Trump vowed in December to take responsibility for the partial government shutdown that has, as of Friday, left 800,000 federal workers without pay for nearly four weeks. The move has cost federal workers $5,000 in wages on average, rendered government servers vulnerable to hackers, led to concerns about the safety of air travelers in the U.S., affected programs ranging from farm subsidies to drug approvals to school lunches, and prompted largely crowdsourced food banks to pop up to support affected workers. It may even derail travel to the Super Bowl next month.
The Trump administration indicated this week that, if a shutdown continues through January, it could cause the U.S. gross domestic product to fall by half a percentage point this quarter. Earlier this month, Trump said he might let the shutdown last “for years.”
The financial-market volatility that the survey referenced has stabilized somewhat in recent weeks. The Dow Jones Industrial Average rose 1% Friday on encouraging news about the trade tensions between the U.S. and China, helping the benchmark stock index to close the week up for the fourth straight week, its longest weekly winning streak since August.

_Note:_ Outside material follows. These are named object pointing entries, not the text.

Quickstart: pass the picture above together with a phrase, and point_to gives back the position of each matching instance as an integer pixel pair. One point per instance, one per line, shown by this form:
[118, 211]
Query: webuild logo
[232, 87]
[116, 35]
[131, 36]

In the survey conducted earlier this month, however, consumers seemed to be put off by what was at the time relentless headlines about other events that could stymy the U.S. economy.
“Consumers now sense a need to buttress their precautionary savings, which is typically done by reducing their discretionary spending,” Curtin said. “Evolving job and wage prospects, which were slightly weaker in early January, are critical to extending the current expansion.